03 diciembre, 2006

La llamada

Ayer tuve lo que Virginia llamaría “un día azul”. Suelo tenerlos en los aniversarios de personas que me han querido y están ya en el cielo. En esas ocasiones se palpa la belleza del día sin tener que consolarse con aquella cantinela que rezaba: “Todos los días son santos y buenos estando en gracia de Dios” que se decía antes de empezar la misa y continuaba: “el pecado mortal se perdona con el sacramento de la Penitencia, por los veniales digamos la Confesión general…”.

Ayer era el santo de mí tía Elisa. Por la mañana vino Maida a ayudarme y se llevó, Dios la bendiga, multitud de trastos que no puedo meter en mi cocina nueva, porque lo que he ganado en belleza, lo he perdido en capacidad. Liberarse de cosas produce alegría. Que alguien las aproveche, más. Aunque me ha costado desprenderme de multitud de sartenes de hierro que tienen sesenta años por lo menos porque no solo he guisado yo con ellas sino que no he visto otras en casa de mi madre.

A las doce he acudido a Guadalaviar, el colegio de mis nietas, a ver a Belén, de tres años, subida al escenario vestida de angelito cantando villancicos.

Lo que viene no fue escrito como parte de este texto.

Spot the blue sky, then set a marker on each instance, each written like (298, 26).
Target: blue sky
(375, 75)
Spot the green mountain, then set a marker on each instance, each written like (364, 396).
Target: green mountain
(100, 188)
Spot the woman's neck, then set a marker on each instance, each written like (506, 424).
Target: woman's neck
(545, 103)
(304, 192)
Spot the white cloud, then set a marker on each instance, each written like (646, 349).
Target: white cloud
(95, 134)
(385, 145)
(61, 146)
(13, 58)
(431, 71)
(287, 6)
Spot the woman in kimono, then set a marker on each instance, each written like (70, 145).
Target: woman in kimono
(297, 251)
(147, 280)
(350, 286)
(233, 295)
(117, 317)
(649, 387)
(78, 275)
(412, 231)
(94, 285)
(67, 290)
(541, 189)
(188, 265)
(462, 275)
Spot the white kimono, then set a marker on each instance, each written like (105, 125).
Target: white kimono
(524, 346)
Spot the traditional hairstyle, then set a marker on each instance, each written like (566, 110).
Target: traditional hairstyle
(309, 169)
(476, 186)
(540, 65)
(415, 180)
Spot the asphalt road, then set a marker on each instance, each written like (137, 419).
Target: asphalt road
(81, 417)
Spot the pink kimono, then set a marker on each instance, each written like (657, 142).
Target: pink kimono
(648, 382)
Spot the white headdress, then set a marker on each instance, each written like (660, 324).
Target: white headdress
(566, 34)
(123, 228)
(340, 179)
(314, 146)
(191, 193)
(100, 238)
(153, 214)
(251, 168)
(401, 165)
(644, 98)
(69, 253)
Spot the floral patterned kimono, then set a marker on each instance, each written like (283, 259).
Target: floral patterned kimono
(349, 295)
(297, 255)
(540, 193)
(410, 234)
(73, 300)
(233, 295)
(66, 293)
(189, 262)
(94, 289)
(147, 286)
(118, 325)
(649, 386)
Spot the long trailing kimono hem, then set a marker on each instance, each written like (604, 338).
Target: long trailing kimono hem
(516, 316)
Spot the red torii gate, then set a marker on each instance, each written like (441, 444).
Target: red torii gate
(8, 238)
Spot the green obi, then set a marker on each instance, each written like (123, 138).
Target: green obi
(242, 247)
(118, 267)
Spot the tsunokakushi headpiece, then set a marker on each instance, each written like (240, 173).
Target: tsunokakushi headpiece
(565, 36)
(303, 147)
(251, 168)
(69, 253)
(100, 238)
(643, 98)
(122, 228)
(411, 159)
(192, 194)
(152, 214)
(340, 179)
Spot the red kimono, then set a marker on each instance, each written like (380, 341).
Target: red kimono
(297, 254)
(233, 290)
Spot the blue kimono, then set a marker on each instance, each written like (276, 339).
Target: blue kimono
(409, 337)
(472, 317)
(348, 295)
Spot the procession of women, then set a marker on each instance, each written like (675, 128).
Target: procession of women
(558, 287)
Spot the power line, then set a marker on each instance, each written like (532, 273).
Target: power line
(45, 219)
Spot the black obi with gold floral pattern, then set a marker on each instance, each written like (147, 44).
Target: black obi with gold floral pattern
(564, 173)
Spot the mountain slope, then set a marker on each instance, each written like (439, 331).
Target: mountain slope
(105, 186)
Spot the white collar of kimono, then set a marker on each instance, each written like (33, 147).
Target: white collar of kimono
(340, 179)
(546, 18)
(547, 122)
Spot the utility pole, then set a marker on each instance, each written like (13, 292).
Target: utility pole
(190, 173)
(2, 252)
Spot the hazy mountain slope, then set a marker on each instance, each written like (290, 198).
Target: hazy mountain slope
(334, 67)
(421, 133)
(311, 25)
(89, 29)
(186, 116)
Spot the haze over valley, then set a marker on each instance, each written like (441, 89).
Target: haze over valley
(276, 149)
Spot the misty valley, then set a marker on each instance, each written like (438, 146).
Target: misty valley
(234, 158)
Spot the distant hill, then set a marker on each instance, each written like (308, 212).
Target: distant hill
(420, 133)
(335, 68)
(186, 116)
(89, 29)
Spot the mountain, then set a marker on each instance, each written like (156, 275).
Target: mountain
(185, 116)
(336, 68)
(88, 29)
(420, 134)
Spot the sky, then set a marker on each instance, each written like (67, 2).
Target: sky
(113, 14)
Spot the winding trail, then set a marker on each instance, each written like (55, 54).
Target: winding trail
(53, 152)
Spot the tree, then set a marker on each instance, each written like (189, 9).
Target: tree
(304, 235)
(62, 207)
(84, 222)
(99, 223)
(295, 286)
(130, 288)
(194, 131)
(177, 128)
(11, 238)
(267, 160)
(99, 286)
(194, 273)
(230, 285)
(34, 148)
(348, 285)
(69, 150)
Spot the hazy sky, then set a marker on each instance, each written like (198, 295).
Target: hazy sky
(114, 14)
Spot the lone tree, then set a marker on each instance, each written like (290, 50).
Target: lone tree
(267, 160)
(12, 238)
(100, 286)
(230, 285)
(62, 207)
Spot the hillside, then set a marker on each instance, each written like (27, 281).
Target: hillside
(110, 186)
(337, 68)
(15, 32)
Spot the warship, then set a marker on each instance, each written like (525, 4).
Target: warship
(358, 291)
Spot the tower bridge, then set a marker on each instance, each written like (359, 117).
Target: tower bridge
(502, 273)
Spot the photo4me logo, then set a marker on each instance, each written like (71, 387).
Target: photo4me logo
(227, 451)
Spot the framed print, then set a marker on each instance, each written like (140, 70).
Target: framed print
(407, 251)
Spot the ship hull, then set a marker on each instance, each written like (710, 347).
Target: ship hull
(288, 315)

Allí, me abordó Fernando, hombre de cuarenta años, (para todos pasa el tiempo), de gran clase humana, amigo de mi hijo mayor, cuando ambos eran niños, que estaba allí para ver a su hija Marta, también de tres años vestida de angelito. Hablamos de éste y me preguntó por “Conguito”, mi segundo hijo al que llamábamos así por su piel morena. El oír ese nombre que ya casi tenía olvidado me hizo evocar y sonreír.

Al volver a casa ví en el quiosco “Las Provincias” y comprobé que me habían sacado la carta que sobre el abuso en practicar cesáreas, había mandado al periódico el día anterior.

Después de comer me tumbé en el sofá y me quedé dormida. Lo hice tan profundamente que al despertar a las seis de la tarde y ver el cielo oscuro, pensé que eran las seis de la mañana del día siguiente. Me quedé aterrada de ver el día tan largo que me esperaba. “Desayuné” y lamentando haber perdido una tarde de vida y la asistencia a la Novena me dispuse buenamente a encarar el día. A las siete y cuarto me llama mi amiga Rosa por teléfono: “Me ha gustado mucho tu carta al periódico”. Rosa: son las siete y cuarto de la mañana…”. “Son las siete y cuarto de la tarde”. Le agradecí profundamente la llamada. Nunca eastamos solos del todo. Arreglándome deprisa podía ir aún a la Novena. Había ganado una tarde y me esperaba un domingo normal.